Author Archives: louiszyphire

“A job like any other, a life like any other.”

On a scale of 1 to 10 that runs the gamut of human achievements to overcome adversity this ranks a solid 11.

Vladislav Rogozov was the first man to perfom an auto-appendectomy and in the Antarctic to boot. That means he cut out his own appendix because there was no one else around to do the job. The following excerpt is not for the squeamish. If you have the guts (ha) go over here and read the whole tale.

Following Rogozov’s instructions, the team members assembled an improvised operating theatre. They moved everything out of Rogozov’s room, leaving only his bed, two tables, and a table lamp. The aerologists Fedor Kabot and Robert Pyzhov flooded the room thoroughly with ultraviolet lighting and sterilised the bed linen and instruments.
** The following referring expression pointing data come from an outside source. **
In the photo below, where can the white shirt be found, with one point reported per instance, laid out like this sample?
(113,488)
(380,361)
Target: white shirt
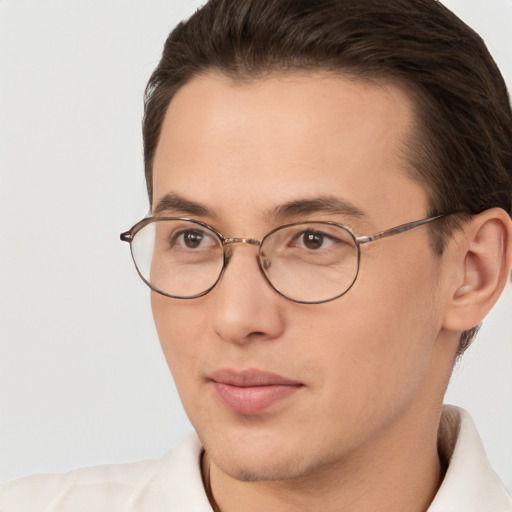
(173,483)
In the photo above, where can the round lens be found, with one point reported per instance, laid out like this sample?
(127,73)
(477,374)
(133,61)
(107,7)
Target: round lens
(179,258)
(310,262)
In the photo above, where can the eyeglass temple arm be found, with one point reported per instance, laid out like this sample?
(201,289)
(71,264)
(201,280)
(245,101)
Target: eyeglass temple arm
(399,229)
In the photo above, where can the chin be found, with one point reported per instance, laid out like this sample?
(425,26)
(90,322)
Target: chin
(261,471)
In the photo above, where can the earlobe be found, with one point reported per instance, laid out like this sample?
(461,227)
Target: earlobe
(484,258)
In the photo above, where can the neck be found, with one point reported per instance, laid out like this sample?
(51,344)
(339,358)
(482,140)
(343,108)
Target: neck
(398,472)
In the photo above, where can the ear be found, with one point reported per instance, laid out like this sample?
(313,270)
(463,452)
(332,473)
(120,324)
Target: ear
(482,256)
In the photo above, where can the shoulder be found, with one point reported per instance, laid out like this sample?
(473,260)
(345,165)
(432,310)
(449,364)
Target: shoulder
(470,484)
(146,485)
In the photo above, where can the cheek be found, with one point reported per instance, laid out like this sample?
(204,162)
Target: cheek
(179,325)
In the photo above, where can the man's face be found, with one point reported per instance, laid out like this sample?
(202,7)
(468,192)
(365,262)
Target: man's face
(342,379)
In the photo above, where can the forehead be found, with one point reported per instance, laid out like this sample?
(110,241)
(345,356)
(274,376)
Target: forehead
(255,144)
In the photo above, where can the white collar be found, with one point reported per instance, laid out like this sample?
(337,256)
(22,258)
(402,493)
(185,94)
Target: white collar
(470,484)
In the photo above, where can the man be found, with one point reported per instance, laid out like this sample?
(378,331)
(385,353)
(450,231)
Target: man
(331,191)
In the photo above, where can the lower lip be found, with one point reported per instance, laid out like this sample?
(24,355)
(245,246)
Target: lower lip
(252,399)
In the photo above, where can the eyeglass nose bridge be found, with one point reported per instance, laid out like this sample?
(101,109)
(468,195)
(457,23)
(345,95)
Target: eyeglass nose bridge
(250,241)
(263,261)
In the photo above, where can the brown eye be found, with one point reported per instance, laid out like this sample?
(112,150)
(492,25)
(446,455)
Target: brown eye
(192,239)
(312,240)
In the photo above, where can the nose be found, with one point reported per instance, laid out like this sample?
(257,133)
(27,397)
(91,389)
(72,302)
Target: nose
(245,307)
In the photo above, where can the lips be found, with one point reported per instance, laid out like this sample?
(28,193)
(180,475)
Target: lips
(251,391)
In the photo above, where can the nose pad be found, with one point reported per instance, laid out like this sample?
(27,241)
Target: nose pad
(264,261)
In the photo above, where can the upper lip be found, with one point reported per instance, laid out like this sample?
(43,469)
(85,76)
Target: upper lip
(250,378)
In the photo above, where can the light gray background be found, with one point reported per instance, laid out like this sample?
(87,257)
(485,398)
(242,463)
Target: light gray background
(82,380)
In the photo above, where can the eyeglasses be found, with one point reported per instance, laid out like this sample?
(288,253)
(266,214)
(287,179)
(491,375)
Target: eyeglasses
(306,262)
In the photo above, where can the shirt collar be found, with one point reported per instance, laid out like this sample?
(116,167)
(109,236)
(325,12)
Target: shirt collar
(470,484)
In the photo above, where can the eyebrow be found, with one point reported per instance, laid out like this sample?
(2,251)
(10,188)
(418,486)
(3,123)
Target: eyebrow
(322,204)
(173,203)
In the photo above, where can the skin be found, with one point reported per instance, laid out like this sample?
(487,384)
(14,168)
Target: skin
(360,434)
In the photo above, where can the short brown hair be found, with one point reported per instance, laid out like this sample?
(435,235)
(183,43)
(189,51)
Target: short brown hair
(463,150)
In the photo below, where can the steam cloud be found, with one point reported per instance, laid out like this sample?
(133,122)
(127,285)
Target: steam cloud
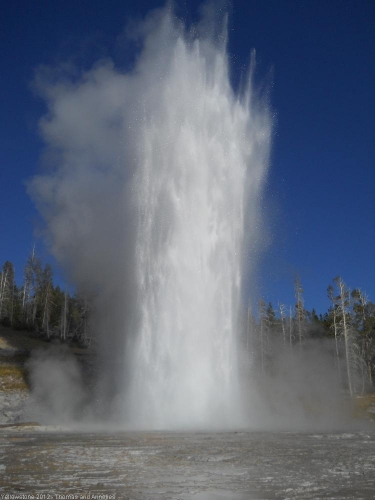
(152,176)
(151,202)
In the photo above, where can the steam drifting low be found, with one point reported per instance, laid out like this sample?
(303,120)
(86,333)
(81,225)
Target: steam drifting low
(151,202)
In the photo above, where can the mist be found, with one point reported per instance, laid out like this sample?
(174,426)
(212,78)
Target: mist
(151,193)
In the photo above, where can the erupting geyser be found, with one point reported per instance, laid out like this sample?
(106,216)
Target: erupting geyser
(152,203)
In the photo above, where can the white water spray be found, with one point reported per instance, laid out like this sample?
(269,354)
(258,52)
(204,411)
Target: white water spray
(183,177)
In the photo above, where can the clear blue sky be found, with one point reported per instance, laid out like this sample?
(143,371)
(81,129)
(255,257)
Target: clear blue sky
(320,196)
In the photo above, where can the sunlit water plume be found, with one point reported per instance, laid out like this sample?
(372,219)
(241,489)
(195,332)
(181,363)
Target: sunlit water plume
(153,202)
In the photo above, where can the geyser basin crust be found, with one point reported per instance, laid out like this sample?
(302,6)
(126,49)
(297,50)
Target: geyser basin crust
(157,172)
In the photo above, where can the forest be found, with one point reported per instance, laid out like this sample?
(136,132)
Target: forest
(348,327)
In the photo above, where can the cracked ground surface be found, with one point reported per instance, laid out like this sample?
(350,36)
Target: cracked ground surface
(199,466)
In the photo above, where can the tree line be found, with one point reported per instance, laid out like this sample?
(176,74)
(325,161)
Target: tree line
(347,330)
(349,324)
(37,305)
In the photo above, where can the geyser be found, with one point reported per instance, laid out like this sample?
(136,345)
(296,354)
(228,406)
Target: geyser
(152,203)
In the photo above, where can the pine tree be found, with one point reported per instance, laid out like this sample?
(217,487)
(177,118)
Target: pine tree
(299,309)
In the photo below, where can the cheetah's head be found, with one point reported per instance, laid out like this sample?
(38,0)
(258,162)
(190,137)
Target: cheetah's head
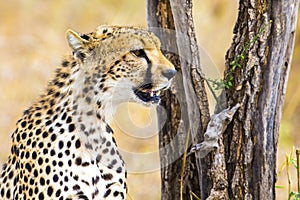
(124,62)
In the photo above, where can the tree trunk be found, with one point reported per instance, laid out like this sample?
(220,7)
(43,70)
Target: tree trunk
(257,67)
(259,86)
(187,111)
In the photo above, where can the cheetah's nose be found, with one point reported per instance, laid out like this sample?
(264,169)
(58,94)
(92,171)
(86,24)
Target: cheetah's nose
(169,73)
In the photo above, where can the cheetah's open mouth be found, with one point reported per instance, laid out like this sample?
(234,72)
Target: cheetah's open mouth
(147,93)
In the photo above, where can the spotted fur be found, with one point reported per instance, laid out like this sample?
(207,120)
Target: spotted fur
(63,146)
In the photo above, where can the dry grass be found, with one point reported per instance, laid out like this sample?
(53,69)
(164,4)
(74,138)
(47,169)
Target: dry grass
(32,42)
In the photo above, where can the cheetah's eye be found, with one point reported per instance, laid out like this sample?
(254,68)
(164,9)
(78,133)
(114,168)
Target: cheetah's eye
(139,53)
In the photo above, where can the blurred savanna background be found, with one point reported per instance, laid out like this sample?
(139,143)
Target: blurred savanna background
(32,43)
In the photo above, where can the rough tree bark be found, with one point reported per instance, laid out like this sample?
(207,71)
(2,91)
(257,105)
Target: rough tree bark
(172,22)
(244,166)
(259,86)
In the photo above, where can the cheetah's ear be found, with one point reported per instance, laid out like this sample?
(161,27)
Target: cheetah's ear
(75,41)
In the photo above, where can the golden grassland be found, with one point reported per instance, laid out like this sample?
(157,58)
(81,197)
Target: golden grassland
(32,42)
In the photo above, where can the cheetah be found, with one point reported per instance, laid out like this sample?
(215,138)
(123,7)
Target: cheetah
(63,146)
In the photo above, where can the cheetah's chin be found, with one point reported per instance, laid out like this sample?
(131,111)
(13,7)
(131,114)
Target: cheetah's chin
(148,94)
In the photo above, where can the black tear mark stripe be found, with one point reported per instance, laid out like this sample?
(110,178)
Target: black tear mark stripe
(148,75)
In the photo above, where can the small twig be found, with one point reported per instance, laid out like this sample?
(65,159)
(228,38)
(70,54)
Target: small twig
(183,164)
(211,89)
(287,160)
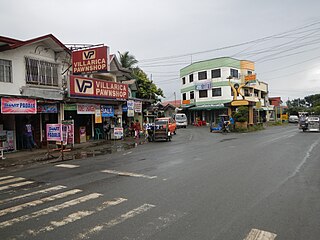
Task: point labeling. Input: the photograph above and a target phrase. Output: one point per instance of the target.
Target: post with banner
(57, 133)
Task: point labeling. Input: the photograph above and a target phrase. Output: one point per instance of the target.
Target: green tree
(127, 60)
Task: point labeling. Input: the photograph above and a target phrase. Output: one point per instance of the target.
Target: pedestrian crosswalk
(29, 213)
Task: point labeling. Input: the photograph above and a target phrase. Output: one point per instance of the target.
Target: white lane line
(49, 210)
(5, 177)
(67, 165)
(11, 180)
(73, 217)
(47, 190)
(256, 234)
(128, 174)
(143, 208)
(38, 202)
(15, 185)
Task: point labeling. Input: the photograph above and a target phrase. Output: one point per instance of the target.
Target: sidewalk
(82, 150)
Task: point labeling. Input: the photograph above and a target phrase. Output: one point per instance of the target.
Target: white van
(181, 120)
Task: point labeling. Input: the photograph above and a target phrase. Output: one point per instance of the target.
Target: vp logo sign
(83, 86)
(90, 54)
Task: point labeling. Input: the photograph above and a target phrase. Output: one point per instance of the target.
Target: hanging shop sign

As well as Rogozov, the meteorologist Alexandr Artemev, the mechanic Zinovy Teplinsky, and the station director, Vladislav Gerbovich, were selected to undergo a sterile wash. Rogozov explained how the operation would proceed and assigned them tasks: Artemev would hand him instruments; Teplinsky would hold the mirror and adjust the lighting with the table lamp; Gerbovich was there in reserve, in case nausea overcame either of the assistants. In the event that Rogozov lost consciousness, he instructed his team how to inject him with drugs using the syringes he had prepared and how to provide artificial ventilation. Then he gave Artemev and Teplinsky a surgical wash himself, disinfected their hands, and put on their rubber gloves for them.

When the preparations were complete Rogozov scrubbed and positioned himself. He chose a semi-reclining position, with his right hip slightly elevated and the lower half of the body elevated at an angle of 30°. Then he disinfected and dressed the operating area. He anticipated needing to use his sense of touch to guide him and thus decided to work without gloves.

Btw, the headline will become clear if you finish the article.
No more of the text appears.